Son visage angélique, sous le titre «Pourquoi ?» écrit en très gros caractères, occupe toute la couverture du quotidien à capitaux privés Le Jour : la journaliste Mimi Mefo, en service à la chaîne de télévision Équinoxe TV, se retrouve derrière les barreaux depuis mercredi soir pour avoir bien fait son métier, constate-t-il.

Et le journal qui, pour la cause, a recueilli les réactions tout aussi interloquées de la confrérie et de la société civile, de s’indigner contre le recul des libertés, juste au lendemain de la prestation de serment de Paul Biya pour un septième septennat.

«Tout sur l’affaire Mimi Mefo», titre, également sur fond noir, The Guardian Post qui revient sur la genèse de l’affaire, publie l’intégralité du post querellé, copié sur sa page Facebook et qui reprend lui-même, en prenant bien soin de citer sa source, une information portant sur l’assassinat, voici deux semaines à Bamenda (Nord-Ouest), d’un missionnaire américain.

Ladite dépêche, précise le quotidien de langue anglaise, attribuait la mort du pasteur Charles Trumann Wesco, en vacances au Cameroun, à des balles de l’armée régulière engagée dans une épreuve du feu contre des groupes sécessionnistes des régions anglophones.

C’est que le régime de Yaoundé a décidé d’imposer la terreur, convient Le Messager : la corporation passe sous les fourches caudines d’un pouvoir qui, depuis peu, a donné un nouveau tour de vis aux petits espaces de liberté chèrement acquis par la presse.

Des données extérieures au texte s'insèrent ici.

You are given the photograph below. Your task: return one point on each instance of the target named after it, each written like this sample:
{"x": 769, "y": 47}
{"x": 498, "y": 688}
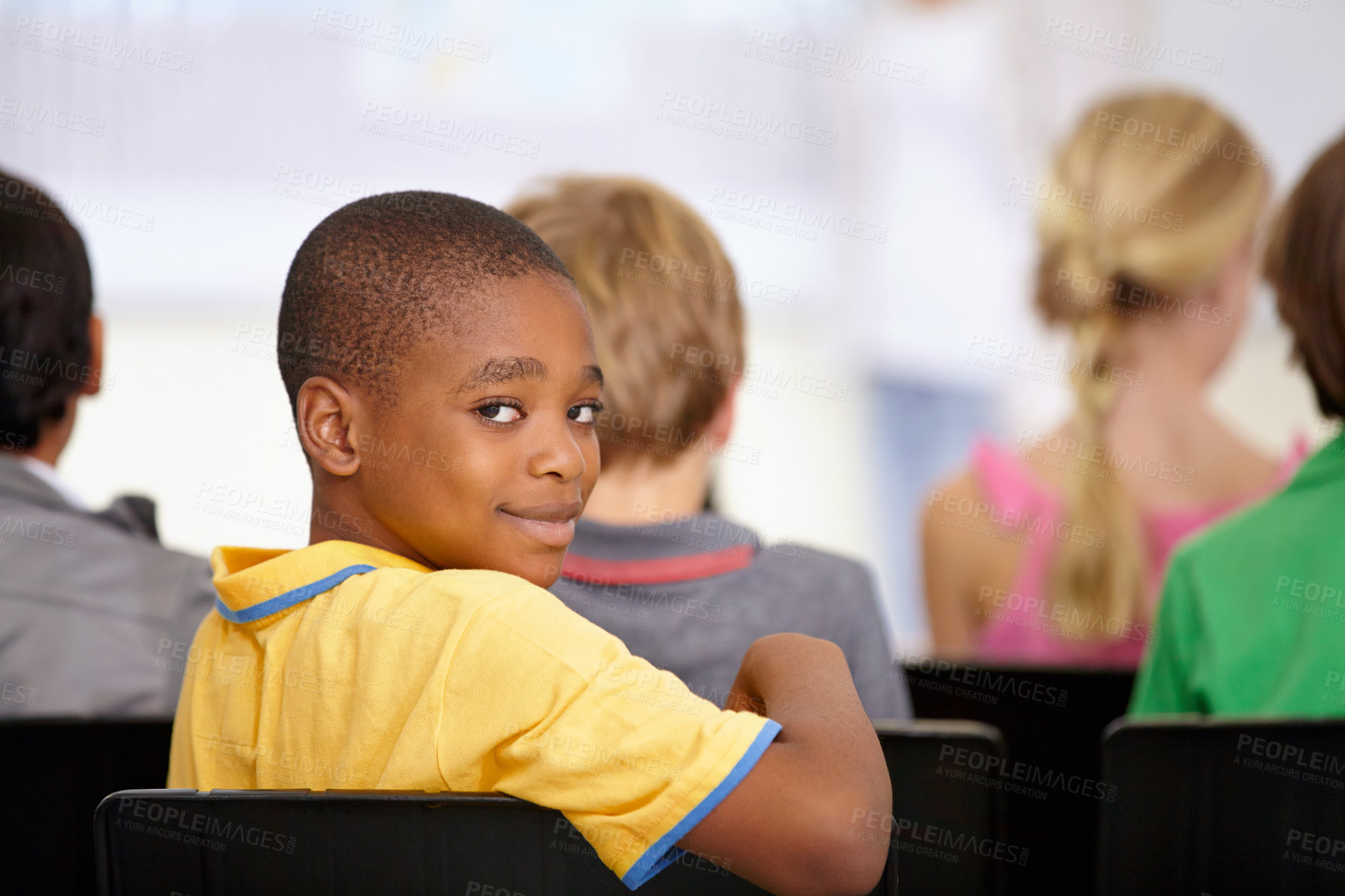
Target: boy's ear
{"x": 721, "y": 424}
{"x": 93, "y": 382}
{"x": 326, "y": 429}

Mutations embraye dans la même direction, ne voyant plus qu’un vent de terreur qui s’abat sur les journalistes à l’instar de Mimi Mefo, accusée de propagation de fausses nouvelles et, surtout, d’atteinte à la sûreté de l’État.

Comme une vulgaire terroriste, renchérit L’œil du Sahel, la voici donc devant le redoutable tribunal militaire et incarcérée à la prison de New-Bell à Douala, la métropole économique.

On pourrait également voir, avance perfidement Le Messager, ce retour au galop de la répression sous le prisme de la peur, de la part d’un système pourtant réputé fort et stable et qui n’hésite plus à user de menaces, de l’intimidation et de l’oppression à la moindre contrariété.

«SOS : la liberté de presse en danger au Cameroun !» s’écrie Émergence, ne comprenant pas comment des journalistes couvrant la crise anglophone, ne rapportant que des faits du terrain, peuvent être considérés come des criminels.

Tout aussi pétrifié est Le Quotidien de l’Économie, qui appelle à la mobilisation générale pour obtenir la libération de la rédactrice adjointe et présentatrice vedette d’Équinoxe TV.